While shopping at King Sooper's (for those of you outside Colorado, yes, this is a terrible name for a grocery store), I pulled out my phone and saw that Alexa had completed 75% of the steps necessary for buying a bedside lamp. After consulting my grocery list and happily checking off the items I had in my cart, I had slipped the phone into my purse with the Alexa app open. It somehow drilled down on the "desk lamp" on my list, then onto a website about desk lamps, then onto Amazon to purchase said lamp. I swear that my finger was one mis-click away from purchasing furniture sight unseen, a fate I narrowly escaped by wildly fumbling my phone and then dropping it on the hard tile floor.
Alexa might as well take over my whole life, since I'm fumbling just about everything regarding the start of summer. Jumping into the lack of routine after our trip to Boston, I must have communicated my stress and discombobulation to the kids, who promptly manifested it back. Daniel complained bitterly about going to summer swim practices, then reverted two days later to loving summer swim and complaining bitterly about going to day camp. Aden had to juggle her coaching job with the college boot camp I enrolled her in (way back in January, not realizing), and William struggled to regain his composure after the stress of high school swimming.
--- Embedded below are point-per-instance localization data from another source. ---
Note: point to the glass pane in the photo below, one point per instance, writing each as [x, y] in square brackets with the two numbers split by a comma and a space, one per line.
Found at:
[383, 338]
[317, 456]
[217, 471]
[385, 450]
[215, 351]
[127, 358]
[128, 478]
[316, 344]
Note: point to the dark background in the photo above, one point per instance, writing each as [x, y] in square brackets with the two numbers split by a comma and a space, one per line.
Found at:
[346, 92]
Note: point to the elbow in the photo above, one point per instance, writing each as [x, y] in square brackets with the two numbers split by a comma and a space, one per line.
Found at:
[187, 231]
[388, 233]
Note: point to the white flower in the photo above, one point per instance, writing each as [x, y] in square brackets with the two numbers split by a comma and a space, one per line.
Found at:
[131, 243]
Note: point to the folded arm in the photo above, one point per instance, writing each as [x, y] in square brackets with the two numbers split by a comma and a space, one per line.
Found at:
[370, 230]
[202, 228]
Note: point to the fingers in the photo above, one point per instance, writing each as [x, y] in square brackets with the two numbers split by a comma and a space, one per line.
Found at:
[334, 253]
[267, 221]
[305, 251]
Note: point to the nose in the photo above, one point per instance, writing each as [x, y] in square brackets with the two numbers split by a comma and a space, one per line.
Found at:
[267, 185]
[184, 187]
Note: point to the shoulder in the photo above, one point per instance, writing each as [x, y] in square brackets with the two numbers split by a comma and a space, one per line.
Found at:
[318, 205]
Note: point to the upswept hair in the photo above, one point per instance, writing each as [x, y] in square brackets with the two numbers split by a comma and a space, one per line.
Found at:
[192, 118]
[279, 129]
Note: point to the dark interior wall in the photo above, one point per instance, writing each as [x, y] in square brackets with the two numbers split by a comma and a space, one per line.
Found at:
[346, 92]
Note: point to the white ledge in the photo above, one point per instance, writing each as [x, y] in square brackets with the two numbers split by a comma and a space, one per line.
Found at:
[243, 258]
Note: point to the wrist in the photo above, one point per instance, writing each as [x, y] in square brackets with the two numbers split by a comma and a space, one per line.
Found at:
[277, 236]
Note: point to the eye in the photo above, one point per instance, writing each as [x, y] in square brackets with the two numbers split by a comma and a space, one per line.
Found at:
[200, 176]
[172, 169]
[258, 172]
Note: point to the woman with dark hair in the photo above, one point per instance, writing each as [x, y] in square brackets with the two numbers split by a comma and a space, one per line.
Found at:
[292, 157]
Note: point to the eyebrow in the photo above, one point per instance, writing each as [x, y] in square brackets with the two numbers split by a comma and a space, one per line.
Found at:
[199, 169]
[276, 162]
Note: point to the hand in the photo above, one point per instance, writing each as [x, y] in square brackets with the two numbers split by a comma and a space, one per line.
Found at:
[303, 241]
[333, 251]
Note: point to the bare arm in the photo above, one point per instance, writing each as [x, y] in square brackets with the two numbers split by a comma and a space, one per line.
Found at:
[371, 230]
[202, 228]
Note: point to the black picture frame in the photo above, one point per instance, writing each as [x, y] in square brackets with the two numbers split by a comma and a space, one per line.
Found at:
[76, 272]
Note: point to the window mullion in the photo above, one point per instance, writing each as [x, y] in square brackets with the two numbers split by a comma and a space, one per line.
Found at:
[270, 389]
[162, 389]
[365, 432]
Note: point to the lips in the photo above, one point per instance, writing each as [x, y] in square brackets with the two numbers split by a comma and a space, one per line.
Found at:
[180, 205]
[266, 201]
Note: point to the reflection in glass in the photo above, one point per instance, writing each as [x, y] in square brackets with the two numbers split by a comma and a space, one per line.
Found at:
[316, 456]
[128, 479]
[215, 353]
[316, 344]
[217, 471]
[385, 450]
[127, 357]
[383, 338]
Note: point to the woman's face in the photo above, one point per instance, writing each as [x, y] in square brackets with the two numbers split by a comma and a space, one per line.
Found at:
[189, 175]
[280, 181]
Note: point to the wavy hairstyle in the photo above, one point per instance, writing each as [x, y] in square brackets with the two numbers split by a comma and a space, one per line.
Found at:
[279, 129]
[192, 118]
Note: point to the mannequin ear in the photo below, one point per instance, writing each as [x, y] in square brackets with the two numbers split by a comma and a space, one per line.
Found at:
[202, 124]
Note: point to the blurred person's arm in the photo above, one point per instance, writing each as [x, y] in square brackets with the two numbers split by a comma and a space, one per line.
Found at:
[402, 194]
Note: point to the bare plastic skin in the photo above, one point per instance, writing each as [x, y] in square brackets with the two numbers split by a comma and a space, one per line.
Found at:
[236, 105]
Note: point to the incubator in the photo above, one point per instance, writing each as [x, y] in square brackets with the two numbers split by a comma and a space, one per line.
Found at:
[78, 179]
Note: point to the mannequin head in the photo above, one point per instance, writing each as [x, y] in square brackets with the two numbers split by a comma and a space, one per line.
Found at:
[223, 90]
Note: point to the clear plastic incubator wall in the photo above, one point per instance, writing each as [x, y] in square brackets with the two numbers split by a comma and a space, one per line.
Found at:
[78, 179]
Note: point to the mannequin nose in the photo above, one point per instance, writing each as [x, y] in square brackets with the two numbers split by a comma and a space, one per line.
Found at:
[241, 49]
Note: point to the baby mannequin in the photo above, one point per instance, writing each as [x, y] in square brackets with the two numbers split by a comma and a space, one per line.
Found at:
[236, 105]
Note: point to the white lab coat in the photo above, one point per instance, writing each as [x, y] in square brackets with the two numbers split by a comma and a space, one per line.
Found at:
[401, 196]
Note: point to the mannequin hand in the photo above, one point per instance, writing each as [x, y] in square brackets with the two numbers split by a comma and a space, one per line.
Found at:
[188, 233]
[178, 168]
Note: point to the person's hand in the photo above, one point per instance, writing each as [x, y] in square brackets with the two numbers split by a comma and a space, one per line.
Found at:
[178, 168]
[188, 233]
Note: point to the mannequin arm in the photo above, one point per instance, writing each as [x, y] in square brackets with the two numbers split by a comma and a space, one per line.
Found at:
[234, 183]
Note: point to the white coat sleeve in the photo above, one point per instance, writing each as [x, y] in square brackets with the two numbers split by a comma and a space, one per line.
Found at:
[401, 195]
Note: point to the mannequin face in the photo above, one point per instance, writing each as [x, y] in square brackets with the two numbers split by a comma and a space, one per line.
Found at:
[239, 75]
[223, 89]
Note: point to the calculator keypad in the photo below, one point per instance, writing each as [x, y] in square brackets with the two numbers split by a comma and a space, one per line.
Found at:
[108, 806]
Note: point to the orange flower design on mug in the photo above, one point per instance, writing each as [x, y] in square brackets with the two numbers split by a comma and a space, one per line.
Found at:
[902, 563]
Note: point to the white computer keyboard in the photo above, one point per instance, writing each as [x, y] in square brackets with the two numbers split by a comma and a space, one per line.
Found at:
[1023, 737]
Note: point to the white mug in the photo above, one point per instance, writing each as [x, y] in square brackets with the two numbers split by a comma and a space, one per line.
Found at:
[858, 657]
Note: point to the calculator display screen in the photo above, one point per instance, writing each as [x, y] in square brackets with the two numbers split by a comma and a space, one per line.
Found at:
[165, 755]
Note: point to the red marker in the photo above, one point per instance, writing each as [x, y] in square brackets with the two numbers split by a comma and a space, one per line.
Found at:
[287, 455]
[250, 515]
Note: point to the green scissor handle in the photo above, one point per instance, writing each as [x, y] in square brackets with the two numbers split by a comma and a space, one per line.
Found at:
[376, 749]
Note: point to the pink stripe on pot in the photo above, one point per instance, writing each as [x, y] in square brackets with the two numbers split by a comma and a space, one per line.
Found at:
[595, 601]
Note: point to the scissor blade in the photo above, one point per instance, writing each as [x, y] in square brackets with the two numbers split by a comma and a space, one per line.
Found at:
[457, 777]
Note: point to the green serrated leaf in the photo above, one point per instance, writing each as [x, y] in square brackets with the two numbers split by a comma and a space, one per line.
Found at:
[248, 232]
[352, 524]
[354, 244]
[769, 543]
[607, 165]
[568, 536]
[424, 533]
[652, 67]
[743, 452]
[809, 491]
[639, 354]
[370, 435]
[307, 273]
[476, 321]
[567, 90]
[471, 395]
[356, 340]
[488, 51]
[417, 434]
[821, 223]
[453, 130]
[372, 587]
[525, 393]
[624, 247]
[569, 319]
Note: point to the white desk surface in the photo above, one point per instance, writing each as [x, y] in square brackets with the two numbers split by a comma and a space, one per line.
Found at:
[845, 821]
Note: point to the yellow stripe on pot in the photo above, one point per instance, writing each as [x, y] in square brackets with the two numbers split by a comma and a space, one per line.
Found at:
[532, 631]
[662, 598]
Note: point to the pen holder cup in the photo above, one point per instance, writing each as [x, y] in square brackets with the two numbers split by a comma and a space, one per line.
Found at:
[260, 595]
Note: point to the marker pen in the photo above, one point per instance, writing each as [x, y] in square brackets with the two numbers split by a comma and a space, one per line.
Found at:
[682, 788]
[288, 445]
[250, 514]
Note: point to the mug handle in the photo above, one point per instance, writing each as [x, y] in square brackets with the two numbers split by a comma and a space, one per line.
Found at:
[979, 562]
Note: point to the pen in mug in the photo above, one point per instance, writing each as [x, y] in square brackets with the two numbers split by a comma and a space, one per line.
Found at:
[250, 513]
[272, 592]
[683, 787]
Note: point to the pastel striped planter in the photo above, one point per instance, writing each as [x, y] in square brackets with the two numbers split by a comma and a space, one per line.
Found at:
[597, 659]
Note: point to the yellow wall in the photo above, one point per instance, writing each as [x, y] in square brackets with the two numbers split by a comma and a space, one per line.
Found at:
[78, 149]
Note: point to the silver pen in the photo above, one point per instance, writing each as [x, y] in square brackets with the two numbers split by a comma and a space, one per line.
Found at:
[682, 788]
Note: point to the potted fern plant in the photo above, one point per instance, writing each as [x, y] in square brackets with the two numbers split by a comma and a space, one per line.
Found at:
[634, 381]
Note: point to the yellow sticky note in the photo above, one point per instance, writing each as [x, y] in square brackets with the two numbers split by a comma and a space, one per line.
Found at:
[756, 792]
The last point breaks my heart. While sad that Daniel's day camp is primarily for younger kids and he's missing days of swim practice, I am fairly desolate over William, who now associates swimming with anxiety to such an extent that he can't go to a practice (let alone a meet) without feeling nauseous. Club swim is out, summer swim may be out, everything may be out. After doing so well and seemingly loving the sport this spring, the dual dark sides of overtraining and pressure have reared their heads. I'm passionate about the sport but I'm infinitely more passionate about my child, and a trifecta of emotions roils in my own gut: guilt, anxiety over a loss of control, and anger that something that was supposed to be fun has turned into something hard and painful.
It's not too late to turn it all over to Alexa. Maybe she can generate some upward momentum for a summer that's staggered off to a rough start.